The film was also criticised for being historically inaccurate. Swatantra noted that Ramakrishna is given credit for solving the problem of distributing 17 disputed elephants among three brothers, though this was actually done by Timmarusu. Zamin Ryot was very critical of the portrayal of Ramakrishna as a staunch Sri Vaishnavite, while he was a Telugu Shaivite Brahmin with the alternate name Ramalinga. The reviewer noted that the depiction of the clean-shaven Ramakrishna, a 6000 Niyogi Brahmin by birth, was inaccurate for the period as Niyogis always sported a moustache in the 14th century.

== Accolades ==
Tenali Ramakrishna won the President's Silver medal for the Best Feature Film in Telugu and the All India Certificate of Merit for Best Feature Film at the 4th National Film Awards.
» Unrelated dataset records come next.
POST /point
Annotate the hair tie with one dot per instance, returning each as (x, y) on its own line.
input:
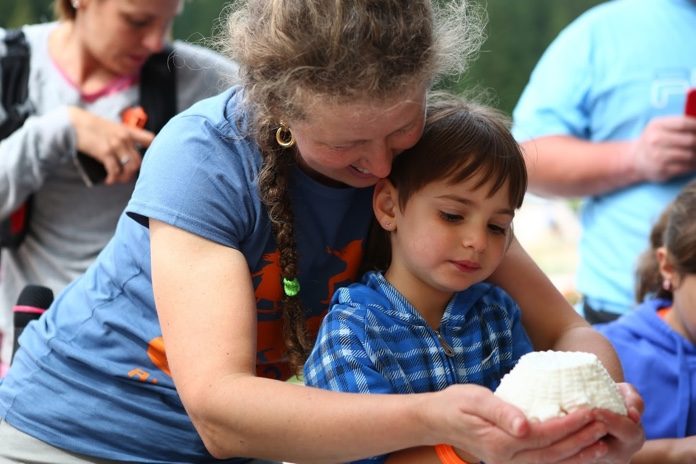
(291, 287)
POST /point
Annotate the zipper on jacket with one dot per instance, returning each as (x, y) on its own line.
(449, 351)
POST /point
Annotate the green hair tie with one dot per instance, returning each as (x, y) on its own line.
(291, 287)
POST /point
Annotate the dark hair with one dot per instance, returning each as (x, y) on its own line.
(294, 54)
(460, 139)
(675, 229)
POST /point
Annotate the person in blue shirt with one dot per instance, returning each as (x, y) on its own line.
(251, 208)
(429, 320)
(657, 342)
(602, 118)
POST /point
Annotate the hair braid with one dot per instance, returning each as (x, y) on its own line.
(273, 187)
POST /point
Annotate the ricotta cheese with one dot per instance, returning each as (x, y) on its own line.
(546, 384)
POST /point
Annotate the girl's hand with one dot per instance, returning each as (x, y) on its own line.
(471, 418)
(114, 145)
(626, 435)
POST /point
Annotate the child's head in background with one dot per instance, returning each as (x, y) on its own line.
(667, 269)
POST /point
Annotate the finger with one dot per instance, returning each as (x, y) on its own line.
(554, 430)
(141, 136)
(633, 400)
(624, 428)
(504, 415)
(113, 169)
(569, 446)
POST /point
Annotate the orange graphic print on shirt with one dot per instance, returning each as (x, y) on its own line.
(270, 356)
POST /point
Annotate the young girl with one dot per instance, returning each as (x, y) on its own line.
(429, 321)
(84, 72)
(657, 342)
(251, 208)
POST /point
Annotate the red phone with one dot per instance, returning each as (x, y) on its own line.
(690, 107)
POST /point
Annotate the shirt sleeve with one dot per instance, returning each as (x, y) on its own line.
(340, 359)
(31, 153)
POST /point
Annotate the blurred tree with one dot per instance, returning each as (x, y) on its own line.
(518, 32)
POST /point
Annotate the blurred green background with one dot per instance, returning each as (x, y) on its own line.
(518, 32)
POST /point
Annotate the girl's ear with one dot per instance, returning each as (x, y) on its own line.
(666, 266)
(385, 201)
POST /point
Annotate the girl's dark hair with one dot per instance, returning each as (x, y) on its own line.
(675, 229)
(460, 139)
(293, 54)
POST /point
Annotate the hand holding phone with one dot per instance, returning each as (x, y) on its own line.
(93, 171)
(690, 106)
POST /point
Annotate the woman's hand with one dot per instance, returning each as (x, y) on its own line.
(114, 145)
(626, 435)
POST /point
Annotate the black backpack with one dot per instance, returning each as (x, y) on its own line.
(157, 97)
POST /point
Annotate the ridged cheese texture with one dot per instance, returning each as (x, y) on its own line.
(546, 384)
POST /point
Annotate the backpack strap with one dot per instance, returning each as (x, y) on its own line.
(14, 79)
(158, 89)
(157, 97)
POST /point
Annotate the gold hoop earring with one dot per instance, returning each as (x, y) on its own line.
(284, 136)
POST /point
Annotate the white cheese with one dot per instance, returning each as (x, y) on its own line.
(546, 384)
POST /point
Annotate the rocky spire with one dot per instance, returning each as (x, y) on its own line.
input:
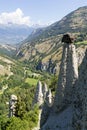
(44, 90)
(12, 105)
(46, 108)
(67, 75)
(49, 98)
(38, 99)
(80, 98)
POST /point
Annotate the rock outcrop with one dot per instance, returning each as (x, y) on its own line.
(38, 98)
(44, 90)
(46, 108)
(12, 105)
(61, 112)
(80, 98)
(68, 74)
(69, 110)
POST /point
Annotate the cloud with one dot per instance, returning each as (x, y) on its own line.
(16, 17)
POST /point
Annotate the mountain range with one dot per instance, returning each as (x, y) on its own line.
(45, 43)
(13, 34)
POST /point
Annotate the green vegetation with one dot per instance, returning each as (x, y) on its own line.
(81, 43)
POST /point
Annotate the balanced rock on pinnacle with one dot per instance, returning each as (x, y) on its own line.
(38, 98)
(68, 74)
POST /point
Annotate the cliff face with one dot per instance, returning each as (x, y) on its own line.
(38, 98)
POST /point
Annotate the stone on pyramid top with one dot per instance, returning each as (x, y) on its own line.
(67, 38)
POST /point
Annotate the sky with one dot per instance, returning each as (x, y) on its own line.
(42, 12)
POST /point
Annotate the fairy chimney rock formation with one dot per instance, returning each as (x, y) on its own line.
(44, 90)
(46, 108)
(38, 99)
(80, 98)
(68, 74)
(12, 105)
(49, 98)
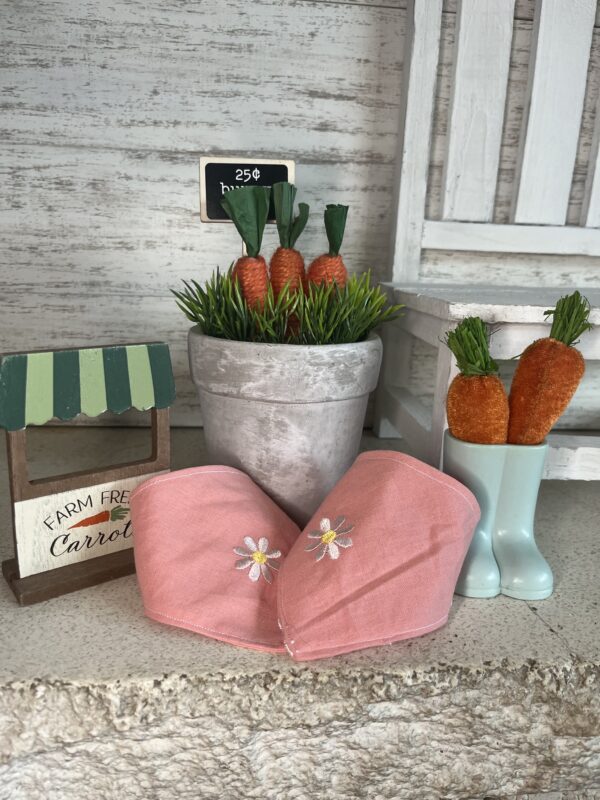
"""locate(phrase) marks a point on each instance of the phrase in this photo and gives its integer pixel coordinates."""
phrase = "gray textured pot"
(291, 416)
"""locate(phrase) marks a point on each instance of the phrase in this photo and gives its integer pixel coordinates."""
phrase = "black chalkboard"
(218, 175)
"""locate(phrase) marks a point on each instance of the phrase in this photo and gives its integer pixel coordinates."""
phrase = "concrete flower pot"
(290, 416)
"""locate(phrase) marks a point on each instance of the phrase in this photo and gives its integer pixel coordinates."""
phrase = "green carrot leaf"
(335, 225)
(289, 229)
(248, 209)
(570, 318)
(470, 344)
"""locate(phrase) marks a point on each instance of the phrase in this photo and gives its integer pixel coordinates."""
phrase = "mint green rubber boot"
(524, 572)
(480, 468)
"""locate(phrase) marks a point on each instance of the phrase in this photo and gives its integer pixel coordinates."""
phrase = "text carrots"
(119, 512)
(248, 209)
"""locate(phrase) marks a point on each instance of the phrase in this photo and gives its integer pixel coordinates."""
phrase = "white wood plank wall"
(105, 109)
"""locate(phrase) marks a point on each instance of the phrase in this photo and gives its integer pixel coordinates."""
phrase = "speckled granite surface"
(98, 702)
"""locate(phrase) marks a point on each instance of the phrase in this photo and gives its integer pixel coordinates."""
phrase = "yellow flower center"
(328, 537)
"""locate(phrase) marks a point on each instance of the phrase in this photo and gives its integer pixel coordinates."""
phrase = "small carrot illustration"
(476, 405)
(287, 264)
(248, 209)
(548, 373)
(116, 513)
(329, 267)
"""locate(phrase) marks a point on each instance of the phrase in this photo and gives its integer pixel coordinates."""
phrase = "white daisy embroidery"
(330, 537)
(258, 557)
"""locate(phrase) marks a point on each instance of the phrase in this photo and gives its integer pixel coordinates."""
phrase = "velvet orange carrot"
(477, 405)
(287, 264)
(248, 209)
(329, 267)
(548, 373)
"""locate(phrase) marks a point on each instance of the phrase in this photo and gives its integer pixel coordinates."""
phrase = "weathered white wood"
(445, 371)
(423, 25)
(515, 304)
(481, 61)
(309, 81)
(590, 206)
(43, 526)
(487, 237)
(408, 418)
(562, 38)
(395, 371)
(573, 457)
(445, 266)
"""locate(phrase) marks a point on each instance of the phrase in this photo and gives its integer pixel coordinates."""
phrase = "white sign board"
(73, 526)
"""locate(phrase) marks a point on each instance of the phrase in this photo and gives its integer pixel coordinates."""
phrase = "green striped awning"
(37, 387)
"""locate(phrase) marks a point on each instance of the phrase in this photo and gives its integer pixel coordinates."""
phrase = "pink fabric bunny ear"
(208, 546)
(379, 560)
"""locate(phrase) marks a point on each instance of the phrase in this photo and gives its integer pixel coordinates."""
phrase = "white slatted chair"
(547, 151)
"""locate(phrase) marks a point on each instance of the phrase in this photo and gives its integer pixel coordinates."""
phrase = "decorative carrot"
(248, 209)
(116, 513)
(287, 264)
(548, 373)
(477, 405)
(329, 267)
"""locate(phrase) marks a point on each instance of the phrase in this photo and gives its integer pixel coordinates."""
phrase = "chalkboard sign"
(218, 175)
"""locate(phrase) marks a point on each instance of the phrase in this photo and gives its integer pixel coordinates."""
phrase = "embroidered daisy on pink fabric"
(330, 537)
(258, 557)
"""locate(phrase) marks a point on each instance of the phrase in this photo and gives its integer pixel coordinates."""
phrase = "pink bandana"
(377, 563)
(208, 546)
(379, 560)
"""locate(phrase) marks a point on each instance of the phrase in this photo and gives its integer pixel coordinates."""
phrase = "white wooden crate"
(517, 317)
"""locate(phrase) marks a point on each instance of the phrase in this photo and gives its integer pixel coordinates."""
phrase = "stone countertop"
(514, 683)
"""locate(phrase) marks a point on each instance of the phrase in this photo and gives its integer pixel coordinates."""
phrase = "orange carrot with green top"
(287, 264)
(548, 373)
(329, 267)
(119, 512)
(476, 405)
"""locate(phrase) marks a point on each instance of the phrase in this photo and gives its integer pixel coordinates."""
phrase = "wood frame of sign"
(242, 165)
(78, 520)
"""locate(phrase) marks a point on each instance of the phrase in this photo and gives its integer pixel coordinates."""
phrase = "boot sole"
(537, 595)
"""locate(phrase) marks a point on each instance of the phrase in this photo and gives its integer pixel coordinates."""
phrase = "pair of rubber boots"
(503, 557)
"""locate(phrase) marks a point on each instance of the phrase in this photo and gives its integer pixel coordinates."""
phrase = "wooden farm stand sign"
(72, 531)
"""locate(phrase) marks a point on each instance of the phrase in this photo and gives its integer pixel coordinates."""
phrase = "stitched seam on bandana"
(175, 477)
(212, 630)
(389, 636)
(430, 477)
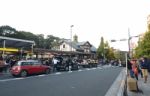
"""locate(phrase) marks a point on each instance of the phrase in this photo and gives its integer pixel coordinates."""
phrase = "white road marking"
(80, 70)
(11, 79)
(88, 69)
(41, 75)
(93, 68)
(100, 68)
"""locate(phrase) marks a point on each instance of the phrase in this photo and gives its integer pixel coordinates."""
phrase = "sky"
(92, 19)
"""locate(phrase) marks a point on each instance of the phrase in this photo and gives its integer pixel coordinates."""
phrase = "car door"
(38, 67)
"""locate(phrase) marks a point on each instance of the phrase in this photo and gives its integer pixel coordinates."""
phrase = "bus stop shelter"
(7, 43)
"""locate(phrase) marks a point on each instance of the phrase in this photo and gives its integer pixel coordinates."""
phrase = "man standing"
(55, 61)
(144, 67)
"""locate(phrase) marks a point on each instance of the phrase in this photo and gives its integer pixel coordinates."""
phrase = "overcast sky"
(91, 18)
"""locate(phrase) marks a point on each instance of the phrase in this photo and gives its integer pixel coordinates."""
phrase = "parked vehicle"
(66, 63)
(88, 63)
(26, 67)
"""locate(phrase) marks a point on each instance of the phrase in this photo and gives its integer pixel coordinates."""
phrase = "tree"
(51, 41)
(143, 48)
(100, 50)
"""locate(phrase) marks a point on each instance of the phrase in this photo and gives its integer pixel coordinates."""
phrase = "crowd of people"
(138, 66)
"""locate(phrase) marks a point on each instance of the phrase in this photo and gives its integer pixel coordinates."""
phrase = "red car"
(25, 67)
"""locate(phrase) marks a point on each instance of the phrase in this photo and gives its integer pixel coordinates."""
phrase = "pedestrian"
(129, 65)
(135, 68)
(144, 66)
(12, 62)
(55, 62)
(139, 68)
The film was the second South Indian film to win the All India Certificate of Merit for Best Feature Film.

== Remake ==
Tenali Ramakrishna was remade by Ranga into the Kannada language again in 1982 as Hasyaratna Ramakrishna, starring Anant Nag and Srinath as Ramakrishna and Krishnadevaraya. Unlike the original, the remake was a commercial failure with critics specifying that the audience did not accept Ramakrishna dominating Krishnadevaraya throughout the film.